Similar error but different cause. This assertion can also fail when there is a slight overlap in the CDS coordinates such as in this example from GCF_000001405.26_GRCh38_genomic.gff:
790294:NC_000007.14 BestRefSeq CDS 94663334 94664513 . + 1 ID=cds26285;Parent=rna33791;Dbxref=GeneID:23089,Genbank:NP_001165908.1,HGNC:14005,MIM:609810;Name=NP_001165908.1;Note=isoform 3 is encoded by transcript variant 2;exception=ribosomal slippage;gbkey=CDS;gene=PEG10;product=retrotransposon-derived protein PEG10 isoform 3;protein_id=NP_001165908.1 790295:NC_000007.14 BestRefSeq CDS 94664513 94665682 . + 0 ID=cds26285;Parent=rna33791;Dbxref=GeneID:23089,Genbank:NP_001165908.1,HGNC:14005,MIM:609810;Name=NP_001165908.1;Note=isoform 3 is encoded by transcript variant 2;exception=ribosomal slippage;gbkey=CDS;gene=PEG10;product=retrotransposon-derived protein PEG10 isoform 3;protein_id=NP_001165908.1
This overlap of 1bp breaks your method of counting chromosome positions in TransferGffWithNucmerResult.cpp::readSam() -- both function signatures.
Thanks. The above two lines indicate that the 94664513 bp belong to two CDSs at the same time, and the length of the intron is -1 bp.
From my point of view, this is a problem with the GFF file.
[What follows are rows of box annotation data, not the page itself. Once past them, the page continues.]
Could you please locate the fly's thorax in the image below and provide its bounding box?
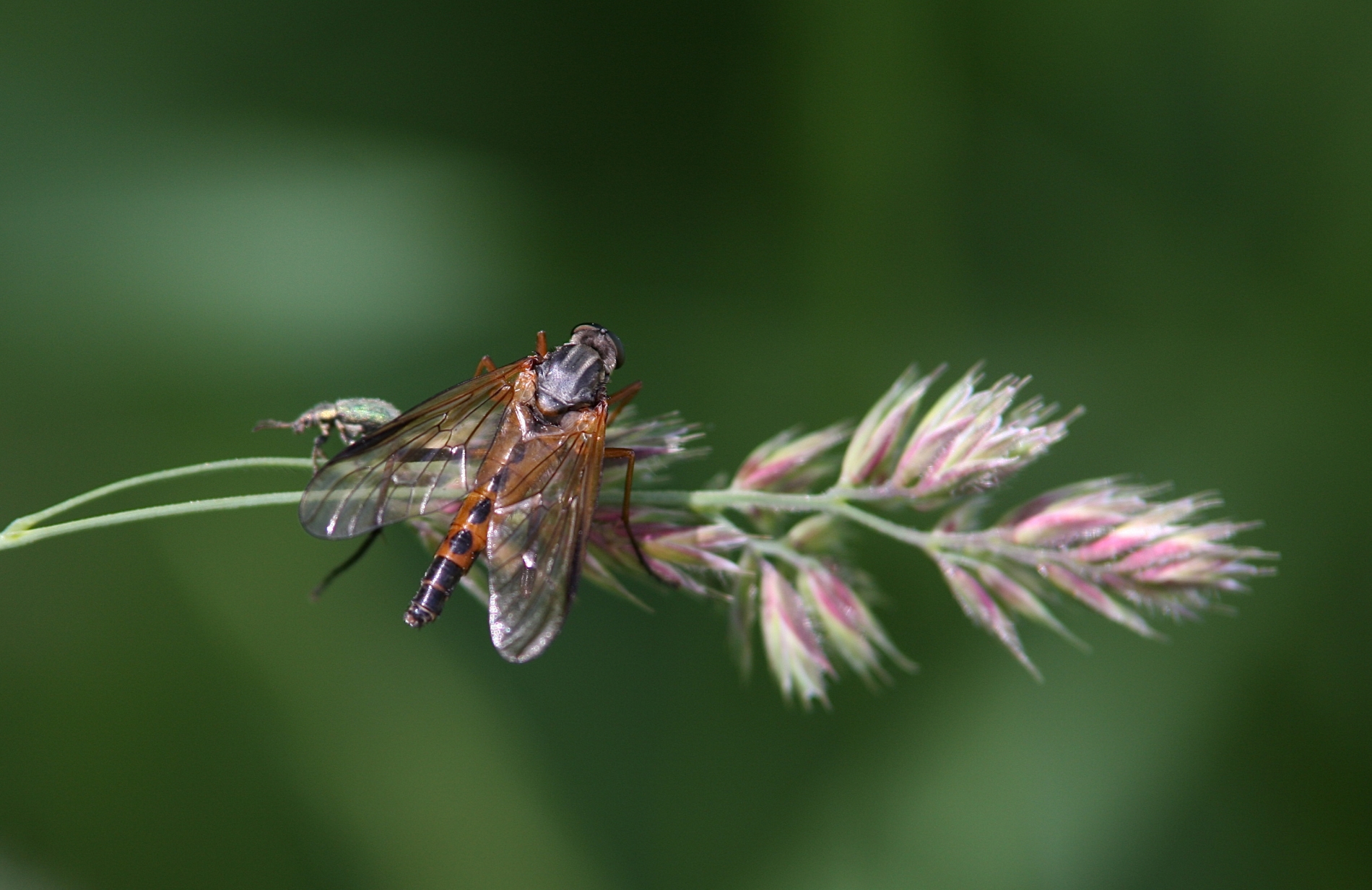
[535,342,613,418]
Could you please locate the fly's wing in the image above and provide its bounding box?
[300,358,534,538]
[486,402,605,662]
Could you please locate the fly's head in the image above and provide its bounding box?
[568,324,625,378]
[537,324,625,418]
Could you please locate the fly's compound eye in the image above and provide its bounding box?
[572,323,625,368]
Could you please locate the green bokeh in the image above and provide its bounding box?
[0,0,1372,890]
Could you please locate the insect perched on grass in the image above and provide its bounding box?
[298,324,648,662]
[253,398,401,470]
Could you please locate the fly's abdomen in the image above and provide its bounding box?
[405,489,491,628]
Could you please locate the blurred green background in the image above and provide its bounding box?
[0,0,1372,889]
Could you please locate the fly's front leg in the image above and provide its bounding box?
[605,448,674,587]
[310,529,381,600]
[605,381,643,425]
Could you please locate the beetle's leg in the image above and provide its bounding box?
[605,381,643,425]
[310,420,333,472]
[605,448,675,587]
[310,529,381,600]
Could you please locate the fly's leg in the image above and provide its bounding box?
[605,381,643,425]
[310,529,381,600]
[605,448,675,587]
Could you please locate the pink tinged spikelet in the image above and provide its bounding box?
[733,423,848,492]
[799,563,915,683]
[838,366,942,488]
[892,368,1078,508]
[976,563,1090,649]
[939,559,1043,681]
[1040,564,1163,640]
[759,559,834,707]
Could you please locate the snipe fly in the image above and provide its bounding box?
[296,324,646,662]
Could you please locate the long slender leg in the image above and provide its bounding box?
[605,381,643,425]
[605,448,674,587]
[310,529,381,599]
[310,422,332,472]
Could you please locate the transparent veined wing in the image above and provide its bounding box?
[300,358,534,538]
[483,402,607,662]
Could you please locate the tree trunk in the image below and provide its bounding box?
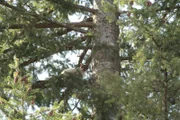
[92,0,120,120]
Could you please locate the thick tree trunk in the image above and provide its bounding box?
[92,0,120,120]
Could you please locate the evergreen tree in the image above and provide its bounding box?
[0,0,180,120]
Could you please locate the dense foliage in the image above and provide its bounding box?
[0,0,180,120]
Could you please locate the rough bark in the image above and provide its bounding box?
[92,0,120,120]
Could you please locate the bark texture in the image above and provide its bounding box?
[92,0,120,120]
[93,0,120,75]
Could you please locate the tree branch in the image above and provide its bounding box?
[9,20,94,33]
[48,0,98,14]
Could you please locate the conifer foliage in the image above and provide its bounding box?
[0,0,180,120]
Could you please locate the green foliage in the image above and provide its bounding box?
[0,0,180,120]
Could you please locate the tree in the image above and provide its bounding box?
[0,0,180,120]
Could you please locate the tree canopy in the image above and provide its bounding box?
[0,0,180,120]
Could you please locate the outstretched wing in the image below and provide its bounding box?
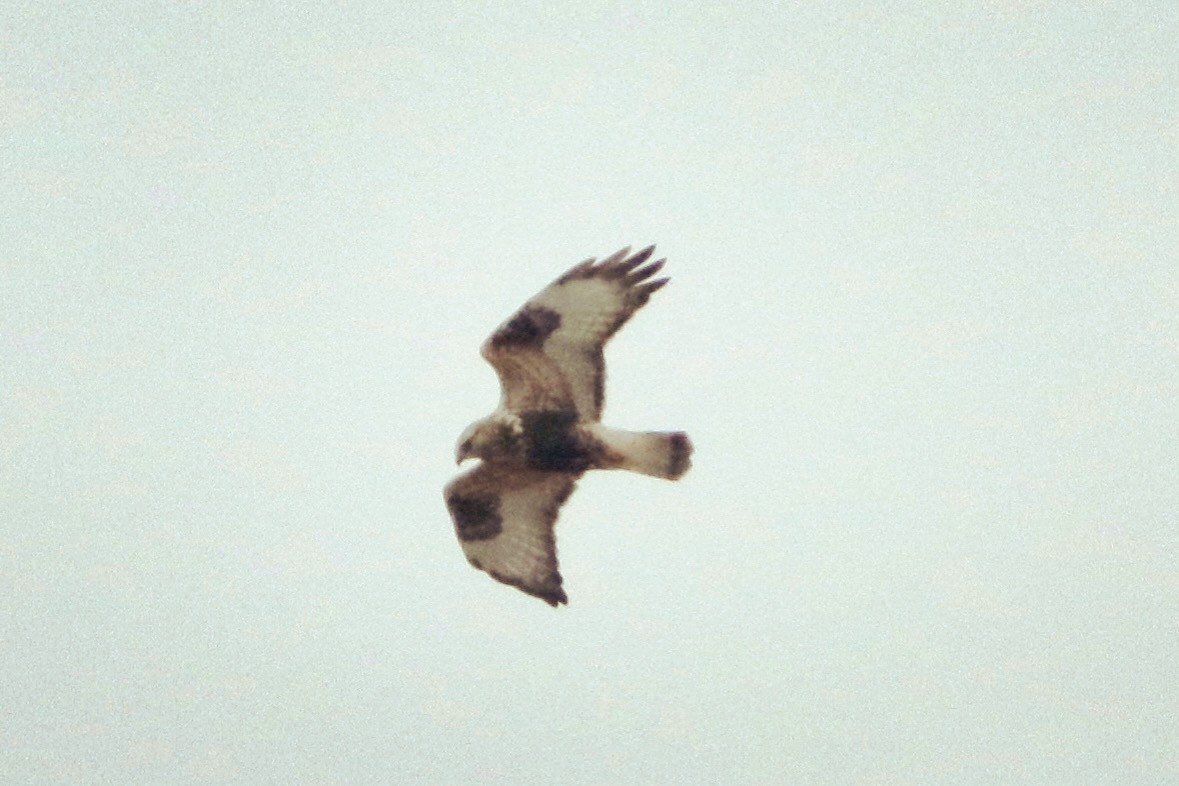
[482,246,667,421]
[443,462,578,606]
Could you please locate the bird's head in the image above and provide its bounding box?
[454,414,520,464]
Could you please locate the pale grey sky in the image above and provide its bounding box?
[0,0,1179,785]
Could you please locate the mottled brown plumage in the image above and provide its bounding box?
[444,246,692,606]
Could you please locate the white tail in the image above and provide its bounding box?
[594,424,692,481]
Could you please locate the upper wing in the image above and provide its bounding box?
[443,462,578,606]
[481,245,667,421]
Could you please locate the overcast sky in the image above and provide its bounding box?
[0,0,1179,786]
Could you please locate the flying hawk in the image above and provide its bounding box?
[443,246,692,606]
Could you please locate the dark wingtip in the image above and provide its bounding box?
[667,431,692,481]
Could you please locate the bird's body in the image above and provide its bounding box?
[444,246,692,606]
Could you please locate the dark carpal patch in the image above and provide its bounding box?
[446,494,503,542]
[492,305,561,346]
[520,410,592,473]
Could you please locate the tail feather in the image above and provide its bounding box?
[598,428,692,481]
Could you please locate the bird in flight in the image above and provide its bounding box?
[443,246,692,607]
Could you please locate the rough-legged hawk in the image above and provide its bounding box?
[444,246,692,606]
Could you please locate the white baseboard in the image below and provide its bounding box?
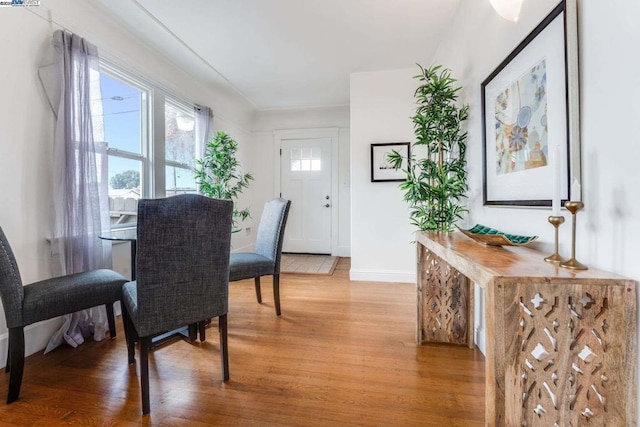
[349,268,416,284]
[0,317,62,368]
[336,246,351,258]
[0,301,124,368]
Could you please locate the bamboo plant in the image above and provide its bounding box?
[388,64,469,231]
[194,132,253,227]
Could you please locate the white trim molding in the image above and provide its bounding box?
[349,268,417,285]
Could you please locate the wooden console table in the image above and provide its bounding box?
[417,232,637,426]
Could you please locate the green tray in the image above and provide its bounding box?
[458,224,538,246]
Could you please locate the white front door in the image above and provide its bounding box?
[280,138,333,254]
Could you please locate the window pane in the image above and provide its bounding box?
[108,156,142,227]
[100,73,144,154]
[165,166,197,197]
[164,103,196,165]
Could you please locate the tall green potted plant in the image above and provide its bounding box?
[389,64,469,231]
[194,132,253,227]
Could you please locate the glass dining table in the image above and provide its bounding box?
[98,227,138,281]
[98,227,240,281]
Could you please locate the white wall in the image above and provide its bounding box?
[351,69,417,282]
[251,106,351,256]
[0,0,254,366]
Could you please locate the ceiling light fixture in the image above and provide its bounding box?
[489,0,523,22]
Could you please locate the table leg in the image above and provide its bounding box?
[130,240,136,281]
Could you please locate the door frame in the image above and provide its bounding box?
[273,128,340,256]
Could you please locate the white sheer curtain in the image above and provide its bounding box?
[194,105,213,158]
[45,30,112,352]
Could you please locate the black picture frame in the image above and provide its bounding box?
[481,0,580,207]
[371,142,411,182]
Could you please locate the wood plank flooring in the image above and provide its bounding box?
[0,258,484,426]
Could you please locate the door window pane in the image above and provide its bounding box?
[165,166,198,197]
[290,147,322,172]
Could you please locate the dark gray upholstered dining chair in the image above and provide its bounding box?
[0,227,127,403]
[123,194,233,414]
[229,198,291,316]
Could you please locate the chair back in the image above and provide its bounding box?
[0,227,24,328]
[136,194,233,336]
[256,197,291,274]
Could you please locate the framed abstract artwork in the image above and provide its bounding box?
[481,0,580,206]
[371,142,410,182]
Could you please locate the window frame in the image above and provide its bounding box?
[100,58,201,229]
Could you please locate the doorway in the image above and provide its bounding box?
[275,131,338,255]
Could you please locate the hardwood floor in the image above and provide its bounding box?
[0,259,484,426]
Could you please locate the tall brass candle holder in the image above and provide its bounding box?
[544,215,566,264]
[560,201,589,270]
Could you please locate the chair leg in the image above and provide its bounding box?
[140,337,151,415]
[188,322,199,342]
[122,304,137,365]
[253,276,262,304]
[273,274,281,316]
[104,302,116,339]
[4,332,11,374]
[218,314,229,381]
[198,320,207,342]
[7,327,24,403]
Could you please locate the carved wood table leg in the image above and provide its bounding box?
[417,244,473,348]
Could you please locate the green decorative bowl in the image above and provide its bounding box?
[458,224,538,246]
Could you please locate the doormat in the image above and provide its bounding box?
[280,254,338,275]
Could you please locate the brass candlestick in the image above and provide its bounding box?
[560,201,589,270]
[544,215,565,264]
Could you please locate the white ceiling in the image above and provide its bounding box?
[94,0,459,110]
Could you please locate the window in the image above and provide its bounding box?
[291,147,322,172]
[100,69,150,228]
[164,100,197,197]
[96,62,197,228]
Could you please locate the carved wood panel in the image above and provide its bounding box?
[418,245,472,345]
[496,283,635,426]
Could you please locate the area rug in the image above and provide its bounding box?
[280,254,338,275]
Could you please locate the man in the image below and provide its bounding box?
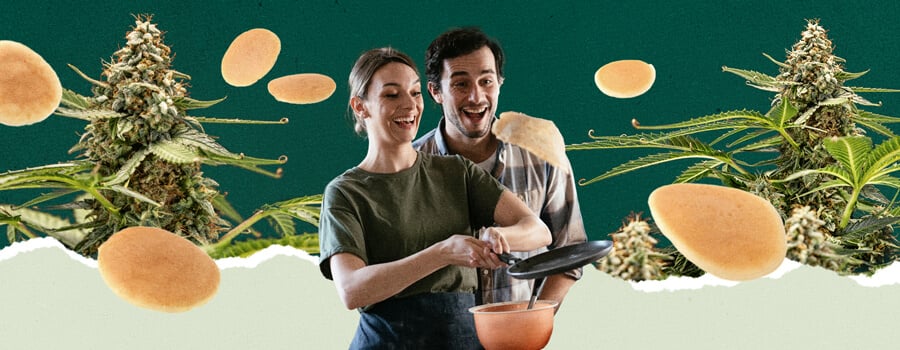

Agreed, however the world is a rough and tumble place. Letting the user know the source of the issue (rather than a simple assert failure), would help them 1) identify the offending line(s) in the GFF file so they can remedy the situation, and 2) not incorrectly blame the issue on your tool. Or, preferably you could report the problem as a warning and have a sensible default remedy coded ( disregard any overlap and treat as blunt ends, or remove/disqualify the overlapping CDS), that would allow your tool to run more robustly in a larger workflow.